Re: [HACKERS] Unportable implementation of background worker start - Mailing list pgsql-hackers

From Andres Freund
Subject Re: [HACKERS] Unportable implementation of background worker start
Date
Msg-id 20170421172044.zcyslu7kcu7tfrsv@alap3.anarazel.de
Whole thread Raw
In response to Re: [HACKERS] Unportable implementation of background worker start  (Tom Lane <tgl@sss.pgh.pa.us>)
Responses Re: [HACKERS] Unportable implementation of background worker start  (Tom Lane <tgl@sss.pgh.pa.us>)
List pgsql-hackers
Hi,

On 2017-04-21 12:50:04 -0400, Tom Lane wrote:
> Attached is a lightly-tested draft patch that converts the postmaster to
> use a WaitEventSet for waiting in ServerLoop.  I've got mixed emotions
> about whether this is the direction to proceed, though.  It adds at least
> a couple of kernel calls per postmaster signal delivery, and probably to
> every postmaster connection acceptance (ServerLoop iteration), to fix
> problems that are so corner-casey that we've never even known we had them
> till now.

I'm not concerned much about the signal delivery paths, and I can't
quite imagine that another syscall in the accept path is going to be
measurable - worth ensuring though.

I do agree that it's a bit of a big stick for the back-branches...


> A different line of thought is to try to provide a bulletproof solution,
> but push the implementation problems down into latch.c --- that is, the
> goal would be to provide a pselect-like variant of WaitEventSetWait that
> is guaranteed to return if interrupted, as opposed to the current behavior
> where it's guaranteed not to.  But that seems like quite a bit of work.

Seems like a sane idea to me.  The use of latches has already grown due
to parallelism and it'll likely grow further - some of them seem likely
to also have to deal with such concerns.  I'd much rather centralize
things down to a common place.

On the other hand most types of our processes do SetLatch() in just
nearly all the relevant signal handlers anyway, so they're pretty close
to behaviour already.



> Whether or not we decide to change over the postmaster.c code, I think
> it'd likely be a good idea to apply most or all of the attached changes
> in latch.c.  Setting CLOEXEC on the relevant FDs is clearly a good thing,
> and the other changes will provide some safety if some preloaded extension
> decides to create a latch in the postmaster process.

On the principle, I agree.  Reading through the changes now.

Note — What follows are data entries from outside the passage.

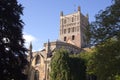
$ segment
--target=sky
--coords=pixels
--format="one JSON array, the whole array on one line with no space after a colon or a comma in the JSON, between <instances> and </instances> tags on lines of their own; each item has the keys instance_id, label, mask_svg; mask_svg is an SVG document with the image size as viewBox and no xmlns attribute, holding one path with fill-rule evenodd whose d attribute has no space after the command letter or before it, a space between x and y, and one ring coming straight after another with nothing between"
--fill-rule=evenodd
<instances>
[{"instance_id":1,"label":"sky","mask_svg":"<svg viewBox=\"0 0 120 80\"><path fill-rule=\"evenodd\" d=\"M95 20L95 15L111 5L112 0L18 0L24 7L21 19L25 23L23 37L25 46L30 42L33 51L44 48L43 43L56 41L59 38L60 12L64 15L77 11L81 7L82 14L89 14L89 22Z\"/></svg>"}]
</instances>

> @@ -1667,76 +1656,64 @@ ServerLoop(void)
>           * do nontrivial work.
>           *
>           * If we are in PM_WAIT_DEAD_END state, then we don't want to accept
> -         * any new connections, so we don't call select(), and just sleep.
> +         * any new connections, so we don't call WaitEventSetWait(), and just
> +         * sleep.  XXX not ideal
>           */

Couldn't we just deactive the sockets in the set instead?


>  /*
> - * Initialise the masks for select() for the ports we are listening on.
> - * Return the number of sockets to listen on.
> + * Create a WaitEventSet for ServerLoop() to wait on.  This includes the
> + * sockets we are listening on, plus the PostmasterLatch.
>   */
> -static int
> -initMasks(fd_set *rmask)
> +static void
> +initServerWaitSet(void)
>  {
> -    int            maxsock = -1;
>      int            i;
>  
> -    FD_ZERO(rmask);
> +    ServerWaitSet = CreateWaitEventSet(PostmasterContext, MAXLISTEN + 1);

Why are we using MAXLISTEN, rather than the actual number of things to
listen to?  The only benefit of this seems to be that we could
theoretically allow dynamic reconfiguration of the sockets a bit more
easily in the future, but that could just as well be done by recreating the set.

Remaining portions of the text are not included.